To put it mildly, Stranahan's is at a crossroads. "American malt whiskey" is a meaningless term for consumers, and the name "Scotch" is inaccurate, both from a technique and a terroir perspective. Oregon's Clear Creek Distillery, which makes a whiskey from Scottish malted barley, calls their product "Oregon Single Malt," and Yamazaki Single Malt – the so-called "best Scotch in the world" – doesn't actually call itself a Scotch.
As with TinCup, Graber cut through the linguistic fog with Stranahan's. He called it "Colorado whiskey," bottled it at 84 proof and stood back. It soon gained a strong following among craft whiskey drinkers, who appreciated its smooth flavor and – perversely – seemed to enjoy the fact that it was all but impossible to get outside of Colorado.
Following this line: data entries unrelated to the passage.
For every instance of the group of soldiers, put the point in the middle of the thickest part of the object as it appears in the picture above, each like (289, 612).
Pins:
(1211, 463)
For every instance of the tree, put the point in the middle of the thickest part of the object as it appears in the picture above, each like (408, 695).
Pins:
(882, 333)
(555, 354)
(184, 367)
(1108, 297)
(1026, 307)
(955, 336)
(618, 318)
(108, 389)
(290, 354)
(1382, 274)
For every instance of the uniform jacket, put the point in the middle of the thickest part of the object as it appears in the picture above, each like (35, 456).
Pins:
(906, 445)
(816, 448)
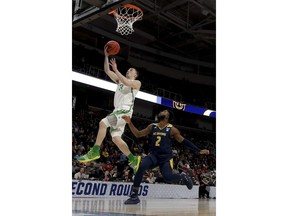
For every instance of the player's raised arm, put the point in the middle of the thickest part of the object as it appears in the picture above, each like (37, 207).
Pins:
(107, 70)
(176, 134)
(134, 130)
(136, 84)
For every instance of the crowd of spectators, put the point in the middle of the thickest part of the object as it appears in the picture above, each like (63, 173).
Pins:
(113, 164)
(85, 61)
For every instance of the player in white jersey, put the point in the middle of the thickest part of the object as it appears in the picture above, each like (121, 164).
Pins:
(127, 88)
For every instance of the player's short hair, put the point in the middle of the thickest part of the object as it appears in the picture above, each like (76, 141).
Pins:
(171, 115)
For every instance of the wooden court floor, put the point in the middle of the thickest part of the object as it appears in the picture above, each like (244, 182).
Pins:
(116, 207)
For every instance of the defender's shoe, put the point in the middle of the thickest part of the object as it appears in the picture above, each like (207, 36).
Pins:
(135, 163)
(187, 180)
(133, 199)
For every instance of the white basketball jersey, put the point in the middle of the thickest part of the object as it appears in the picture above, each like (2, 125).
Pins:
(124, 97)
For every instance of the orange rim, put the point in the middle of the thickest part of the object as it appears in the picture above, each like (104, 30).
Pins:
(127, 6)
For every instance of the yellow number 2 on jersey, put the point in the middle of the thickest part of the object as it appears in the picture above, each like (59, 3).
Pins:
(158, 141)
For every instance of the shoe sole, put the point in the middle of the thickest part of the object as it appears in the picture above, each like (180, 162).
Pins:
(88, 160)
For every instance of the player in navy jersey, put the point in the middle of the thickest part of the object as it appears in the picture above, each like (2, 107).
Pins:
(161, 135)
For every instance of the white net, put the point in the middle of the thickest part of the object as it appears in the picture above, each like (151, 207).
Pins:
(125, 17)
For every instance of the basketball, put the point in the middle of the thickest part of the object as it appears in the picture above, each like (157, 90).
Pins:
(113, 47)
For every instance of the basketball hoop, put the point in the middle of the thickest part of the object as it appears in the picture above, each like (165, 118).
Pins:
(125, 17)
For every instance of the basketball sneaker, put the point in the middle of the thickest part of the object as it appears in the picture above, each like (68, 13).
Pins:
(187, 180)
(135, 163)
(93, 154)
(134, 199)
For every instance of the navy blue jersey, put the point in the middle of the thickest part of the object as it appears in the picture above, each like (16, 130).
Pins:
(161, 141)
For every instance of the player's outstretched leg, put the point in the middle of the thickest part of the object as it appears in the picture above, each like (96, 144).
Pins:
(93, 154)
(187, 180)
(134, 199)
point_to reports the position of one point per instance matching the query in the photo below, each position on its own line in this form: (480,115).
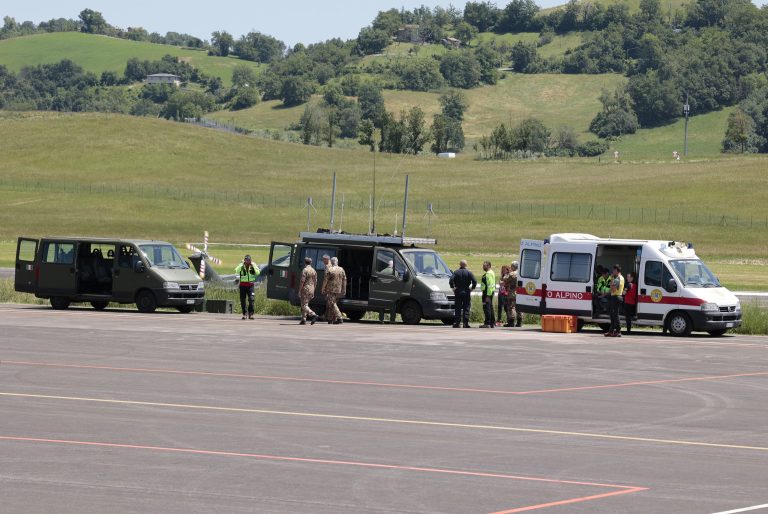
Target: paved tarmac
(118,411)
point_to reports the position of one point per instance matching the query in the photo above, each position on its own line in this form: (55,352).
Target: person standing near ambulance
(488,287)
(615,301)
(247,271)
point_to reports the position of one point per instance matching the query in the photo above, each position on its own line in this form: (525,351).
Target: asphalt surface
(118,411)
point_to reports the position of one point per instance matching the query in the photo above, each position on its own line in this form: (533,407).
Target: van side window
(316,254)
(59,253)
(571,267)
(656,274)
(530,266)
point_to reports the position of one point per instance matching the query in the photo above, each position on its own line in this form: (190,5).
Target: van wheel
(679,324)
(145,301)
(355,315)
(60,302)
(411,312)
(100,305)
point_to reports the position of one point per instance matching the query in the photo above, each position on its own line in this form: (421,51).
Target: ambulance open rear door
(529,276)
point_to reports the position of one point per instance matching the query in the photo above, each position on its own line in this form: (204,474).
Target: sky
(291,21)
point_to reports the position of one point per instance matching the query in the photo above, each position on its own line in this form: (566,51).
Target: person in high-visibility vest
(247,271)
(488,287)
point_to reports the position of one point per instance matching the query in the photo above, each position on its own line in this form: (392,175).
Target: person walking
(615,300)
(630,300)
(463,283)
(307,292)
(247,271)
(488,287)
(514,317)
(501,306)
(334,287)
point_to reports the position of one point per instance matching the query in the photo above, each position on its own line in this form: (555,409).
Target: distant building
(451,42)
(164,78)
(408,34)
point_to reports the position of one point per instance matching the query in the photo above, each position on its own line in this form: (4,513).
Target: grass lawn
(101,53)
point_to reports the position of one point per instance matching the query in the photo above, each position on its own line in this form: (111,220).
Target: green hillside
(125,176)
(100,53)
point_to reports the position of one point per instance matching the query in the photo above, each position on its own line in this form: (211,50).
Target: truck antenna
(333,200)
(405,207)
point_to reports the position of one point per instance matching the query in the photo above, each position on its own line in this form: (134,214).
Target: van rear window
(59,253)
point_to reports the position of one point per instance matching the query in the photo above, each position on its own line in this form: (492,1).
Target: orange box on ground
(558,323)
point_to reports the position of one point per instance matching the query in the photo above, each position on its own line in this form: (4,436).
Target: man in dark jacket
(463,283)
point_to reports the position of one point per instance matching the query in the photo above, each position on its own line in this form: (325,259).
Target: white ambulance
(676,290)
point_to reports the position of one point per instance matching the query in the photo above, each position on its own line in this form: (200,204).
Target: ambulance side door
(530,276)
(569,285)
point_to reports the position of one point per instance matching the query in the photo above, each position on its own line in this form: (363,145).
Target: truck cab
(63,270)
(385,274)
(676,290)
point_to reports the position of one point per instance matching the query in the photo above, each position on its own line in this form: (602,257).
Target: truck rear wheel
(146,302)
(60,302)
(411,312)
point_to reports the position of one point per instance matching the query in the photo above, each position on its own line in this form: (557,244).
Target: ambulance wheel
(59,302)
(100,305)
(410,312)
(145,301)
(355,315)
(679,324)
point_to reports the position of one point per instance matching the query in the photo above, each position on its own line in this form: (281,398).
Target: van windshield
(162,256)
(694,273)
(426,262)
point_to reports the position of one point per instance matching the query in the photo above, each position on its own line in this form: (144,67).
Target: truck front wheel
(411,312)
(146,302)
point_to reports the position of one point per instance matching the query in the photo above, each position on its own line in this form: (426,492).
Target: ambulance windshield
(694,273)
(426,262)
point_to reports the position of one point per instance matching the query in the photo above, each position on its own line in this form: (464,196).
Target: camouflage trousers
(513,315)
(305,298)
(332,312)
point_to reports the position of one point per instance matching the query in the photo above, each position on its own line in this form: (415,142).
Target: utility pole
(686,111)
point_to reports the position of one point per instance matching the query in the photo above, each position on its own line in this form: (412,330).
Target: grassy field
(555,99)
(101,53)
(108,175)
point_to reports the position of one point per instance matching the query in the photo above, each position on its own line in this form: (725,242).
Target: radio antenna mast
(309,207)
(333,200)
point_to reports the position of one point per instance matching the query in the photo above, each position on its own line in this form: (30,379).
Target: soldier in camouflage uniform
(307,291)
(334,287)
(514,317)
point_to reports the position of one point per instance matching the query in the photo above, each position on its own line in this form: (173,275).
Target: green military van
(384,274)
(150,274)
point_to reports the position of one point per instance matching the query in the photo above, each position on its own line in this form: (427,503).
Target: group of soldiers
(334,286)
(463,282)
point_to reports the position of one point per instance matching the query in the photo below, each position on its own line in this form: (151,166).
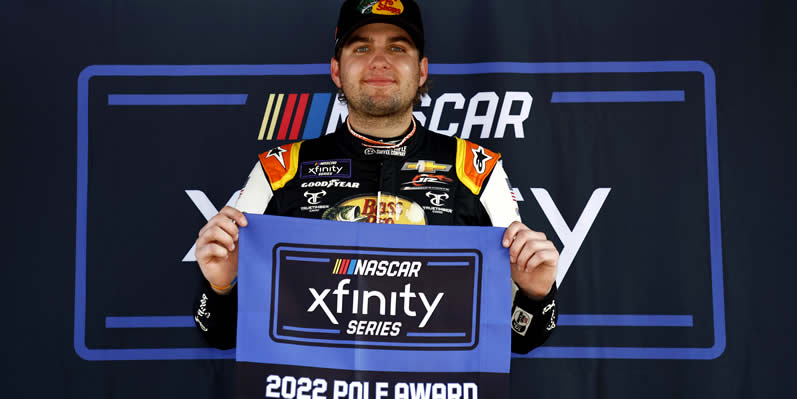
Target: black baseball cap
(403,13)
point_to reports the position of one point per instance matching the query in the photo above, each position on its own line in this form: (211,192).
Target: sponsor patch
(313,198)
(331,183)
(372,209)
(521,321)
(381,7)
(327,168)
(426,166)
(393,152)
(398,299)
(437,199)
(423,179)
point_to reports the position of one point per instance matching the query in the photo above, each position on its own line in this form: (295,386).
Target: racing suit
(419,178)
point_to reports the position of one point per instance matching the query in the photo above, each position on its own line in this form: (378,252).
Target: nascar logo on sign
(376,298)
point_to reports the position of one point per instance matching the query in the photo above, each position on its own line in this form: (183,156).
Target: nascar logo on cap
(382,7)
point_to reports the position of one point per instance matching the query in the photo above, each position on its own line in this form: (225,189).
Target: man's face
(379,70)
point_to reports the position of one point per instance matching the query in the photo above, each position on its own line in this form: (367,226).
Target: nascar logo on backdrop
(302,116)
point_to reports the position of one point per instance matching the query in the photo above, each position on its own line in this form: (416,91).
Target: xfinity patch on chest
(326,168)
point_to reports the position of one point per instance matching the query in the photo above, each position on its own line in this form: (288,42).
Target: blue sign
(372,303)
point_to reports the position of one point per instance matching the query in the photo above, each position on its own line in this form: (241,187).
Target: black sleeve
(216,316)
(532,321)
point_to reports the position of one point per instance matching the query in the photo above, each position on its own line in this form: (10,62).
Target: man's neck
(382,126)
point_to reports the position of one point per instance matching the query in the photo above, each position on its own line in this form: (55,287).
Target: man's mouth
(379,81)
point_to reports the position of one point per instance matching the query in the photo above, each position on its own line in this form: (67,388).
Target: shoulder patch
(280,164)
(474,164)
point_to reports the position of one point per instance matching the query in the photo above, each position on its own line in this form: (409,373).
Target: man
(381,166)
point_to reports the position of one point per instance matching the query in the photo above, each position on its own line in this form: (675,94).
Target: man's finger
(210,251)
(234,214)
(216,234)
(540,257)
(510,232)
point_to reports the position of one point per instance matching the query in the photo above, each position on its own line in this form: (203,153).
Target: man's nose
(379,60)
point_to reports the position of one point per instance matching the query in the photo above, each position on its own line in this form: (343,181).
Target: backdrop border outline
(712,163)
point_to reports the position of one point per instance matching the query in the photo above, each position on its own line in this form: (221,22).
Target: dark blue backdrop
(708,157)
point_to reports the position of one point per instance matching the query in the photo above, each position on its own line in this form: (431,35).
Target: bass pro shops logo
(375,298)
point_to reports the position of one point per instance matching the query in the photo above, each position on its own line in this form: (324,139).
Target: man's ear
(334,71)
(424,71)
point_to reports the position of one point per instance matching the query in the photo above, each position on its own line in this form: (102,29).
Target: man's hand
(533,258)
(217,248)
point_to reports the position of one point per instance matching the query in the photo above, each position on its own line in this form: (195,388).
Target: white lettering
(207,209)
(486,120)
(459,102)
(571,240)
(505,118)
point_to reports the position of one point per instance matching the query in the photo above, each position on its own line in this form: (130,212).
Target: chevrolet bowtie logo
(426,166)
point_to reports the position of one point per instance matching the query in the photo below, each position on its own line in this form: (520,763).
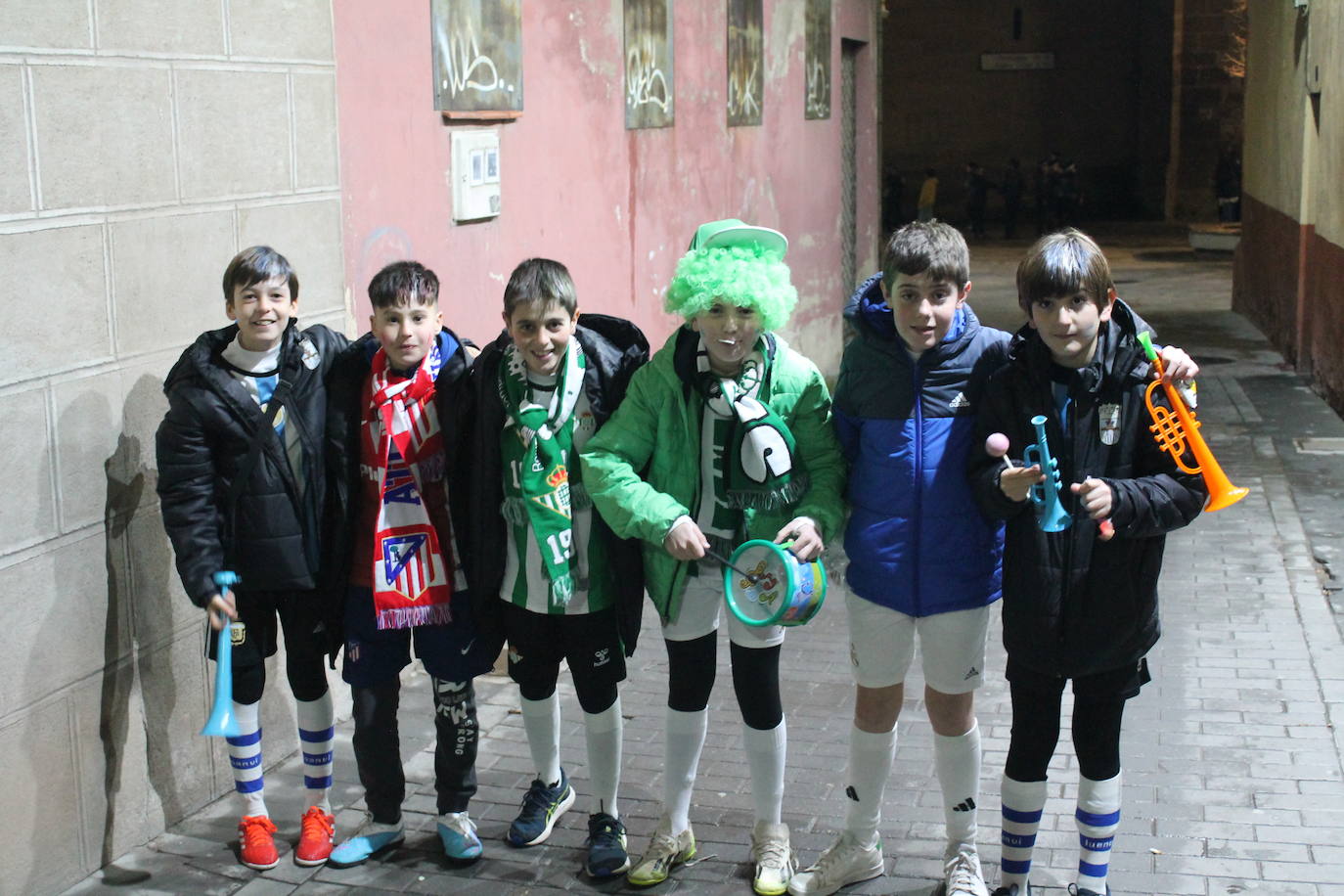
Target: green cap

This year, however, Graber announced that the whiskey is going to be sold across the country.
It's not hard to see why Stranahan's has so many fans: it's got the smooth character of a single malt, but doesn't have any of the smoky, peaty or seaweedy flavors of a Scotch. It makes a good, comforting tipple neat or on the rocks – and, unlike most Scotches, it also mixes easily. Then again, at $57 for a fifth, it's a bit pricey to use as a cocktail base.
So, having produced two distinctive, idiosyncratic whiskeys and sold them under two legally meaningless designations, Jess Graber has created a couple of delicious quandaries. Getting back to the original question – "What is Colorado whiskey?" – and, of course, to the subsequent question – "What is American whiskey?" – it's pretty clear that the simple answer is "whatever the hell Jess Graber says it is."